Vermont approves all-payer, ACO-like system

Twitter icon
Facebook icon
LinkedIn icon
e-mail icon
Google icon
 - Vermont

The state of Vermont is moving ahead with its first-in-the-nation all-payer model for emphasizing value-based care.

The state’s healthcare regulatory agency, the Green Mountain Care Board, signed off on the agreement. The new system plans to be dubbed the Vermont All Payer Accountable Care Organization Model. Set up like an accountable care organization, physicians will be paid on a monthly basis for serving Medicare, Medicaid and commercially insured patients, with the focus on patient outcomes rather than fee-for-service payment.

Vermont Gov. Peter Shumlin has previously said the proposal could save $10 billion in healthcare costs over 10 years, and he applauded the board’s approval of the model.

“By shifting the focus away from the current fee-for-service system to one that rewards primary care and prevention, we will help Vermonters lead healthier lives and more effectively manage chronic diseases, allow doctors to better treat their patients and identify health issues before they become severe, and reduce costs in a health care system that, if left unchecked, will bankrupt our state and Vermont families,” Shumlin said in a statement.

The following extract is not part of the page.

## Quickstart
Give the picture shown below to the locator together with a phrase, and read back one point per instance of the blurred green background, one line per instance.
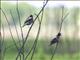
(69, 47)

The state had received tentative approval from the federal government for the plan in September. In CMS’s press release after the state board’s approval, it announced it would provide $9.5 million for Vermont providers to help with care coordination and collaboration.

The model will be tested for six years. In the “zero year,” beginning on Jan. 1, 2017, the focus will be on funding opportunities. In the real performance years from 2018 through 2022, the Vermont All-Payer ACO model will be judged on the following targets:

  • ACO Scale Targets: Payers and providers will be encouraged to participate with the goal that by 2022, 70 percent of all Vermont insured residents, including 90 percent of Vermont Medicare beneficiaries, will be attributed to an ACO. Payer-specific benchmark and financial settlement calculations will continue, but the design of quality measures, risk arrangement, payment mechanisms, and beneficiary alignment methodology “will be closely aligned across payers.
  • All-Payer and Medicare Financial Targets: Annualized per capita health care expenditure growth for all major payers will be capped at 3.5 percent. Medicare per capita health care expenditure growth for Vermont Medicare beneficiaries will be limited to at least 0.1-0.2 percentage points below that of projected national Medicare growth.
  • Health Outcomes and Quality of Care Targets: Vermont has designated four priority areas (substance use disorder, suicides, chronic conditions, and access to care) with three measures for each priority area (population-level health outcomes, delivery system measures and process milestones).

Providers wouldn’t be required to join, according to Green Mountain Care Board Chair Al Gobielle. While they could stick with fee-for-service payment, some may be compelled to join with the changes to Medicare reimbursement from the Medicare Access and CHIP Reauthorization Act, which Gobielle predicted will encourage Medicaid and commercial payers to move to a similar value-based care system.